We also showed that mutations in TP53 were significantly more frequent in ECC than ICC, while mutations in ARID1A were significantly more frequent in ICC than ECC. Tian et al. 12 previously reported significantly more frequent TP53 and ARID1A mutations in ECC; this discrepancy could be caused by the analyses of different study populations, but could also be a feature of advanced CCA because Tian et al. included CCAs of all stages in their study.
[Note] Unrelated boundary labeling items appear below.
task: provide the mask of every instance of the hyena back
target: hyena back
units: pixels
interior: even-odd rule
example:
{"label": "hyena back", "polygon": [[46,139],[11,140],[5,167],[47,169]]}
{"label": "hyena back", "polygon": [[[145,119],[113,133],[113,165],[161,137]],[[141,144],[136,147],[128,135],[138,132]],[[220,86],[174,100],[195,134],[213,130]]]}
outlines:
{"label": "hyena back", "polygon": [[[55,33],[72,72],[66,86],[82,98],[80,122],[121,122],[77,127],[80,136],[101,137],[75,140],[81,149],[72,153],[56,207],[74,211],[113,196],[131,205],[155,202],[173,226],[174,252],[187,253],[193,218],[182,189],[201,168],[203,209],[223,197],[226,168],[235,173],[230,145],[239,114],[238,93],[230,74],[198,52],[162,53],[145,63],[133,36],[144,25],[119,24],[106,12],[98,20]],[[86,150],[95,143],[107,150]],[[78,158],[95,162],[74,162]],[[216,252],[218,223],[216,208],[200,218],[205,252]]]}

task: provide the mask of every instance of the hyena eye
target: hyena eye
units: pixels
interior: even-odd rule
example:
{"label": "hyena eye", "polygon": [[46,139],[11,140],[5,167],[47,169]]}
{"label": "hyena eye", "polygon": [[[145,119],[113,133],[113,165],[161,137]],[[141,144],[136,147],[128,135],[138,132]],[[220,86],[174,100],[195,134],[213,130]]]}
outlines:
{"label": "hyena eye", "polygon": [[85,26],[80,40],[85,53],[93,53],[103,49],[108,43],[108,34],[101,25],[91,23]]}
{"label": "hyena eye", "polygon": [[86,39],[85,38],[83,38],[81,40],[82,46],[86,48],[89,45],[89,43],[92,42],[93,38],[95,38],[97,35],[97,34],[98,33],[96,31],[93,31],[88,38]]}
Conversely, Lowery et al. 10 showed that TP53 mutations were more frequent in ICC than in ECC, but they did not examine ARID1A mutations.
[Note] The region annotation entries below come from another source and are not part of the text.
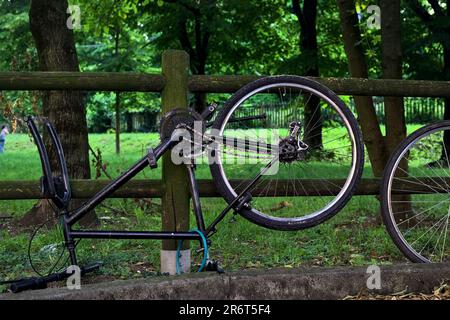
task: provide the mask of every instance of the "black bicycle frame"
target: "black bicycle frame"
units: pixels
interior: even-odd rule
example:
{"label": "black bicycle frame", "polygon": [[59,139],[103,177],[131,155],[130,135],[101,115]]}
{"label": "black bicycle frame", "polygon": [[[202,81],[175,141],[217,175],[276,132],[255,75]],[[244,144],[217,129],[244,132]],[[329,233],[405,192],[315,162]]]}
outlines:
{"label": "black bicycle frame", "polygon": [[[34,137],[37,144],[38,151],[41,157],[41,162],[43,166],[44,177],[42,179],[42,189],[47,197],[51,198],[61,209],[63,214],[62,225],[64,231],[64,238],[66,246],[69,250],[70,259],[72,265],[77,265],[77,259],[75,254],[75,239],[90,238],[90,239],[174,239],[174,240],[201,240],[201,236],[197,232],[189,231],[104,231],[104,230],[77,230],[72,229],[73,225],[80,221],[89,211],[93,210],[97,205],[104,201],[108,196],[113,194],[117,189],[135,177],[139,172],[147,167],[155,168],[156,162],[161,158],[161,156],[171,150],[179,140],[167,139],[162,141],[155,149],[150,149],[148,155],[143,157],[137,163],[135,163],[130,169],[122,173],[119,177],[111,181],[108,185],[102,188],[97,194],[92,198],[84,202],[79,208],[69,212],[67,209],[68,201],[67,197],[61,198],[61,194],[70,196],[70,185],[68,183],[67,169],[64,160],[64,153],[59,142],[56,131],[50,122],[44,121],[44,126],[50,133],[53,146],[55,147],[58,154],[58,162],[61,171],[60,177],[53,177],[52,170],[50,166],[49,157],[44,146],[44,143],[39,135],[37,127],[33,121],[33,118],[27,119],[27,125]],[[266,166],[266,170],[270,168],[273,161]],[[215,231],[216,225],[222,221],[226,214],[231,210],[238,212],[243,205],[246,205],[251,197],[249,197],[248,191],[252,186],[261,178],[264,174],[262,170],[250,183],[247,185],[243,191],[228,204],[228,206],[217,216],[217,218],[208,226],[205,227],[205,222],[203,218],[203,213],[201,209],[200,197],[197,188],[197,182],[195,179],[195,165],[186,164],[188,171],[188,181],[189,189],[191,192],[191,197],[193,201],[194,214],[197,222],[197,228],[204,236],[209,238]],[[60,188],[55,187],[55,181],[61,180]],[[61,190],[62,189],[62,190]],[[69,199],[70,200],[70,199]]]}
Our study included patients who had recurrence after the removal of a previous CCA tumor, as well as those with inoperable CCA. Our observation that a history of surgery for a previous cancer was an independent protective factor for the development of metastasis is in line with previous work, because surgery is part of the multidisciplinary management of CCA.1,2 Indeed, an R0 resection is a predictor of survival and recurrence.19–24
The SMAD4 protein is part of the transforming growth factor-β pathway and is a tumor suppressor.25,26 SMAD4 mutations were detected in 24.2% of patients with CCA in the study by Tian et al. 12 Yan et al. 27 showed that the loss of SMAD4 expression was more frequent in metastatic ICC than in non-metastatic ICC, while the loss of SMAD4 expression has been associated with the development of metastasis and resistance to chemotherapy. 28 In the present study, mutations in SMAD4 were observed to be protective for the development of CCA metastasis.
PBRM1 encodes the BAF180 protein, which is involved in various DNA repair mechanisms and centromere cohesion.29,30 Silencing of PBRM1 increases proliferation, migration, and colony formation, 31 and PBRM1 can also act as an oncogene in some conditions, like in the absence of expression of hypoxia-inducible factor 1α.32,33 In the present study, PBRM1 mutations were found to be protective against metastasis. It is possible that specific mutations and the co-occurrence of different mutations drive oncogenic PBRM1, and that other PBRM1 mutations then protect the development of metastasis. The reasons for these discrepancies in the role of PBRM1 and SMAD4 in CCA are unknown, but they could reflect the study population, or the fact that only advanced CCA cases were included in our study. Additionally, the exact nature of the mutations was not assessed, the presence of activating mutations cannot be ruled out, and interactions with other genes and proteins were not examined. Future studies are needed to explore this.
In the present study, patient age was not associated with specific mutations in the six most commonly mutated genes in CCA. Feng et al. 13 showed that young patients with CCA had more frequent mutations in ASXL1, lysine N-methyltransferase 2C, and ERBB3, but mutations in these genes were not common in the present study.
This study had some limitations, including its retrospective nature, small sample size, and single institution. The small sample size prevented the study of genes mutated at low frequencies. Therefore, a prospective, multi-center study with a larger sample size is needed to provide more in-depth evidence.
Mutations are thought to be a main cause of malignant tumors. Research into the tumor microenvironment and the function of various mutations aims to improve patient survival times and quality of life by enabling the targeted treatment of tumors.
Conclusions
The present study showed that a history of biliary surgery, as well as SMAD4 and PBRM1 mutations were independent protective factors for metastasis in patients with advanced CCA. These results could provide a genetic stratification for the risk of developing metastasis, and identify potential therapeutic targets for CCA.